Fauna and Flora of Crete
The climate and the landscape make the Region of Chania a paradise for thousands of plants and animals. Lilies of the sea (pancratium maritimum), lavdano (lavdanum), cyclamen (cyclamen creticum), Cretan tulips (tulipa cretica), maple (acer creticus). The endemic and unique dittany (origanum dictamum), malotira (fideritis cretica) and matzourana (origanum maiorana), are medicinal brewing plants which are abundant.
On the Omalos Plateau you also can find stamnagathi (cihorium spinosum). Dried or freshly cut, these special medicinal herbs can be found in the Public Market or local shops. There are over 1742 unique Cretan plants, 10% of which exist only in the region of Chania. The proud Cretan “kri- kri” – mountain goat- (capra aegagrus cretica) lives freely only in the Samaria Gorge. There and elsewhere, you can see Cretan eagles (aquila chrysaetos) and partridges (alectoris chukar). Ferrets, skunks, weasels, hares, hawks etc. can also be seen in open places. The Authorities have also expressed the intention to protect an area along the north shores , particularly on the beaches from Platanias to Kolymbari, especially for (caretta-caretta) turtles that live there.
Cretan Herbs and Aromatic Plants :
The Island of Crete is famous for the herbs and aromatic plants which grow everywhere :on the mountains and hillsides( mainly self-sown) , in special cultivated fields or even on the seaside. Many of them are endemic , known since ancient times for their healing qualities. These days , of course, they are not used for medicinal reasons so much , but they are brewed –especially “malotira”, “diktamos”, sage, or “matziorana”- and make exceptionally aromatic beverages. Apart from this, the particular taste and aroma of Cretan cuisine foods flavoured with these herbs cannot be disregarded easily.
DIKTAMOS (Origanum dictamnus)
Endemic Cretan herb also called “erondas”(=love) and “stamatohorto”. Well known centuries ago, it was used to stop bleeding and for the healing of external wounds.
SALVIA or SAGE (Salvia fruticosa)
One of the most widespread Cretan herbs, one with an exceptional aroma. It blooms in May and June with tiny lilac- blue flowers. Its invigorative properties have been known for centuries. In cooking, it is mainly used to add flavour to various foods especially meat.

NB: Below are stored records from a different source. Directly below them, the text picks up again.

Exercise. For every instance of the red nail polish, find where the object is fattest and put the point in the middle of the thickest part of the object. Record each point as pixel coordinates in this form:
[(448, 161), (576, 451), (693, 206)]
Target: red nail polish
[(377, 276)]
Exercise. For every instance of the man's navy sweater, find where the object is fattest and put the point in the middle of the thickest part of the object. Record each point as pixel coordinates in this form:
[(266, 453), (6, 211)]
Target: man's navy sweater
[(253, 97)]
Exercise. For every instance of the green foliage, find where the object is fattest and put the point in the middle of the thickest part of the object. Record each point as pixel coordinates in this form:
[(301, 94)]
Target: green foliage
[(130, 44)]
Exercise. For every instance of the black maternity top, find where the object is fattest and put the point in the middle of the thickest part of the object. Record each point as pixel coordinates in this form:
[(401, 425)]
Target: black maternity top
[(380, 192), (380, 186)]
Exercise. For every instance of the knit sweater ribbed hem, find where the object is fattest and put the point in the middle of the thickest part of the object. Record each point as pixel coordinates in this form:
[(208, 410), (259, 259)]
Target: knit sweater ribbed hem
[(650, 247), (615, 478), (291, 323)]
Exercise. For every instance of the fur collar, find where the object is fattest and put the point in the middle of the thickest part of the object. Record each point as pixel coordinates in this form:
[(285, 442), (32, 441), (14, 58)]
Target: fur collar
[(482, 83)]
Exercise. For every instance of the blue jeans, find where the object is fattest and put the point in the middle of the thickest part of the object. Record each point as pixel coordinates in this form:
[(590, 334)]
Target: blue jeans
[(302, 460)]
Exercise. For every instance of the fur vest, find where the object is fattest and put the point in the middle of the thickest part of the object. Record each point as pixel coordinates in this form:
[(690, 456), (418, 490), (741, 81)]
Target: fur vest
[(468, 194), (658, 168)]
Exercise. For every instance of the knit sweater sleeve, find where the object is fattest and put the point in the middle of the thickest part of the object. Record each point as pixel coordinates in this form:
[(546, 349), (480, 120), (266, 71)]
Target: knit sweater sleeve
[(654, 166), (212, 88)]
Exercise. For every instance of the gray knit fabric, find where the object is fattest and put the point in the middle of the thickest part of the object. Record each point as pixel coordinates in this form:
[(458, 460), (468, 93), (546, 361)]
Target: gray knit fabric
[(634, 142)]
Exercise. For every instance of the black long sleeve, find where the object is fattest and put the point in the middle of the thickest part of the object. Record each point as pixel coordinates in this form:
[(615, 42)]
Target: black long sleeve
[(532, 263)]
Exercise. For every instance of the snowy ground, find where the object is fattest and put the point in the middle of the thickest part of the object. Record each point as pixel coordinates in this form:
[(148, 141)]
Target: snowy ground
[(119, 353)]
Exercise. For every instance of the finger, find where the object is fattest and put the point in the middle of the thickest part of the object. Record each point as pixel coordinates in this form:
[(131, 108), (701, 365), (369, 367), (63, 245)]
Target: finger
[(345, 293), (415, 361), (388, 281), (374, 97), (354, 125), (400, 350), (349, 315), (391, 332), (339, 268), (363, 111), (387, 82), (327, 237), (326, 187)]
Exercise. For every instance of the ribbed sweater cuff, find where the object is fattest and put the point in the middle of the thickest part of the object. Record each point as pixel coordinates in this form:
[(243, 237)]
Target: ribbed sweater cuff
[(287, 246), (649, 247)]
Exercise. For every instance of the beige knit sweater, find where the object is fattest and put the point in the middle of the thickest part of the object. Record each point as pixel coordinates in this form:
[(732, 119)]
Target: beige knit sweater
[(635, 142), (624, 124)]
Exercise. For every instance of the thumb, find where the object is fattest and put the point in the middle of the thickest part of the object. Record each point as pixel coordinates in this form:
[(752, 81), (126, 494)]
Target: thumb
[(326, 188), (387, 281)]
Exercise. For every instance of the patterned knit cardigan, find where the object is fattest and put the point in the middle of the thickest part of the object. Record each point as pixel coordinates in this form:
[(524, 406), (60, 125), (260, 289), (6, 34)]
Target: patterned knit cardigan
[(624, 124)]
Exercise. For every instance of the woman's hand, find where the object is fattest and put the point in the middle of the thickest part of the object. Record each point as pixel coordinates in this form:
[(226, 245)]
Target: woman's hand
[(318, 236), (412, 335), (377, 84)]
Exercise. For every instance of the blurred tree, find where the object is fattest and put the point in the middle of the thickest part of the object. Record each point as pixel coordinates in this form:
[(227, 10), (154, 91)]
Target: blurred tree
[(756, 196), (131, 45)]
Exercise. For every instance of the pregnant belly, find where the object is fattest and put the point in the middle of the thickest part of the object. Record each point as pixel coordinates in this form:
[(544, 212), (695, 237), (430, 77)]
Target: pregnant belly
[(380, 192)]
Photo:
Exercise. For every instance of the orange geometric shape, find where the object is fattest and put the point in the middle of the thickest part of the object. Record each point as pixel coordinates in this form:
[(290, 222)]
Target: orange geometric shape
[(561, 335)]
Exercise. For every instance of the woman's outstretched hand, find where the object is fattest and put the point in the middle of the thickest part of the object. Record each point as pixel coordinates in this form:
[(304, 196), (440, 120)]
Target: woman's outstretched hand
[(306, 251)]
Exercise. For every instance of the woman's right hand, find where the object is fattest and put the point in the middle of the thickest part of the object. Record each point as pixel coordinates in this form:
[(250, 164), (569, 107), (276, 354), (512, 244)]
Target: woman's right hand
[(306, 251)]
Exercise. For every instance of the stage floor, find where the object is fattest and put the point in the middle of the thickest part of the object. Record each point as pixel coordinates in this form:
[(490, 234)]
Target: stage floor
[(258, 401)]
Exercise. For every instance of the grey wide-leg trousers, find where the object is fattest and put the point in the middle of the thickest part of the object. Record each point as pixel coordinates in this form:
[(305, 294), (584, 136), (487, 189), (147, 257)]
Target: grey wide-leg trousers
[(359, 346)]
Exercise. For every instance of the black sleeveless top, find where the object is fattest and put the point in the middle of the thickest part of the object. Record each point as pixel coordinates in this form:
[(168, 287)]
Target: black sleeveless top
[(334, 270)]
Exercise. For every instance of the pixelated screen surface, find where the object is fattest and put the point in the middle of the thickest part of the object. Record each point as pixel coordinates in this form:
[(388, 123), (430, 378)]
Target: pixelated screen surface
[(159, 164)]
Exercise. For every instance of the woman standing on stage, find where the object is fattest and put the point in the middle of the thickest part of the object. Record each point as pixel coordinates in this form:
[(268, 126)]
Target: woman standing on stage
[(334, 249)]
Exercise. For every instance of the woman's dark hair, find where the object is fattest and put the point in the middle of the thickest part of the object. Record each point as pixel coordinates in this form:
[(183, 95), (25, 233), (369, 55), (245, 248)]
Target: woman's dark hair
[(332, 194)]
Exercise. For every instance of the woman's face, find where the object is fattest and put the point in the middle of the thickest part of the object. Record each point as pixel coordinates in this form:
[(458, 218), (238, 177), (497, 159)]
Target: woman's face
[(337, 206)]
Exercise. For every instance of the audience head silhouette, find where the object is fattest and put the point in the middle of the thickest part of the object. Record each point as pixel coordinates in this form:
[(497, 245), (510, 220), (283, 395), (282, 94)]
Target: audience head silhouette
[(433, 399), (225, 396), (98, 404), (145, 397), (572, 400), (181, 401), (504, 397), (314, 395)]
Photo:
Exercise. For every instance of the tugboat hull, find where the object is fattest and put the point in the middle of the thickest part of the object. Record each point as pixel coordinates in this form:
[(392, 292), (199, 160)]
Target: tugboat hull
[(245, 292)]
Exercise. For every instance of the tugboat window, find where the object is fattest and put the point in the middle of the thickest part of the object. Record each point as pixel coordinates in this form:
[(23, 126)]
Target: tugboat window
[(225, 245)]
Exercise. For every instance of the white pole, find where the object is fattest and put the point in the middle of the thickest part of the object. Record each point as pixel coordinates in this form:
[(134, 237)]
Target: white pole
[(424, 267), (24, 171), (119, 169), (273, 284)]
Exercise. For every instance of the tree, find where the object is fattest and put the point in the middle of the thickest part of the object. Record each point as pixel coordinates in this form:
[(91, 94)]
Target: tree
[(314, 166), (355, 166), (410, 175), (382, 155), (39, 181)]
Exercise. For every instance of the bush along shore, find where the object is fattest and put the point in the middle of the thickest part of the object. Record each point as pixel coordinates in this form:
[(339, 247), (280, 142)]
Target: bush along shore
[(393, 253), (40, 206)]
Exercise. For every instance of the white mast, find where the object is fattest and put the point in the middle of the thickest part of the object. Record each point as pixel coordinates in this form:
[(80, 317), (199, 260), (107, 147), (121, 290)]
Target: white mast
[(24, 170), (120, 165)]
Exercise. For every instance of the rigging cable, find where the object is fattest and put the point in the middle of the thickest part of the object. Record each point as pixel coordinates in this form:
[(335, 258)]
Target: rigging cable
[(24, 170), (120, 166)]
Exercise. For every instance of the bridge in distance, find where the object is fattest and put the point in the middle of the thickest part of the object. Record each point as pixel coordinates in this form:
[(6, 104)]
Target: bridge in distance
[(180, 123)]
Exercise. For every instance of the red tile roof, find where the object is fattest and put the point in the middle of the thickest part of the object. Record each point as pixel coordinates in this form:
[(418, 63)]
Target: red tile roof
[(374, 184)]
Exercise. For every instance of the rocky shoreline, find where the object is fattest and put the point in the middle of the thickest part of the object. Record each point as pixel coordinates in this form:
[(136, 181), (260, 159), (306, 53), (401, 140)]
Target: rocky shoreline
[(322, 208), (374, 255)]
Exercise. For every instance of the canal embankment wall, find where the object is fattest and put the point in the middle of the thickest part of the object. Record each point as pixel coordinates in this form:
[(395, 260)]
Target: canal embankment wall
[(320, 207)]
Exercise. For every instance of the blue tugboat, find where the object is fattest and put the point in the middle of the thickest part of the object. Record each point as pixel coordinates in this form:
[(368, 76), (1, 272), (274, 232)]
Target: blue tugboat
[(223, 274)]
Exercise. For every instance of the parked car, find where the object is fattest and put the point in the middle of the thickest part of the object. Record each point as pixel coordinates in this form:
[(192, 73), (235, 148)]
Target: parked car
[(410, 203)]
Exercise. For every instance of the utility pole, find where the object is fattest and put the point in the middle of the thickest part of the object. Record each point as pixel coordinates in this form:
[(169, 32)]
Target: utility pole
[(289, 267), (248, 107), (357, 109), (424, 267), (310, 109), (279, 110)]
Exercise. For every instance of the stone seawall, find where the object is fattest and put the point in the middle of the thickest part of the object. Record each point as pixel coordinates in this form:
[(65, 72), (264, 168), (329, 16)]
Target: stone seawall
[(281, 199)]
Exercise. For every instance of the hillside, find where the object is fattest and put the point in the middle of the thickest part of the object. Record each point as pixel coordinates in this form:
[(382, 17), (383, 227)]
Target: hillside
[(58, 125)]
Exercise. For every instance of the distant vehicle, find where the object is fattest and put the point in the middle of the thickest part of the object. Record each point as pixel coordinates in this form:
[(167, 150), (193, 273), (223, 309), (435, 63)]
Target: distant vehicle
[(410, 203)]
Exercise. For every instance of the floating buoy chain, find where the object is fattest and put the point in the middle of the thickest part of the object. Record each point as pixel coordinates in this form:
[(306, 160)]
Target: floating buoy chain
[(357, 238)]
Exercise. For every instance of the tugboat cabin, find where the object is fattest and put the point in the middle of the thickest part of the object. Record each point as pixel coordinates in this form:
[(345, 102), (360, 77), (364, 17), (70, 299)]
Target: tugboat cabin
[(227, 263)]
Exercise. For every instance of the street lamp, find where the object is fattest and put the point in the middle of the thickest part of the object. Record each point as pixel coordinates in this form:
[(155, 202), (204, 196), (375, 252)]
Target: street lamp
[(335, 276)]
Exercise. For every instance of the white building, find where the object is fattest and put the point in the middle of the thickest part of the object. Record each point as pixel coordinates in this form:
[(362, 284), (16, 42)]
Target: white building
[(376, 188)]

MANTZOURANA (Origanum microphyllum)
It is in full bloom in July and August . It is picked during these months when it is at its best. It is used for pharmaceutical purposes , for flavouring foods and in perfume making. Its properties are similar to those of thyme and it was widely used in ancient times for ailments of the nervous system. If brewed with “malotira” it makes an excellent beverage , ideal for treating colds .
MALOTIRA (Sideritis syriaca)
It is also known as mountain tea , well known all over Greece. It is usually self-sown on mountainous ground especially on high mountain tops where sheep and goats graze on it. As a beverage, it helps soothe stomach aches, it is ideal for treating colds and also as a diuretic.
OREGANO (Origanum vulgare ssp hirtum)
Almost everybody is familiar with this herb which blooms and is picked in June and July. Its tiny white blossoms give off a sweet, peppery smell making it extremely useful in flavouring food, as an antiseptic, in soothing toothaches and stomach aches and, last but not least , in making perfumes.
THYME (Coridothymus capitatus)
It is a medicinal plant , consumed by bees and also used in cooking for flavouring.
Τhe ”lily of the Sea” (Pancratium maritimum)
The plant is also reproduced by the “potatoes” it produces, but despite its reproductive capacity it is often destroyed by the human activities on the coasts, including moto-cross on the sand.
The fragrant blossom of this plant, which is at risk in the Mediterranean coasts due to the tourism or other «develppment», inspired with its beauty the ancient artist who skillfully painted it at the region Akrotiri in Santorini, as it was revealed about 2.500 years later by the archaeological excavations.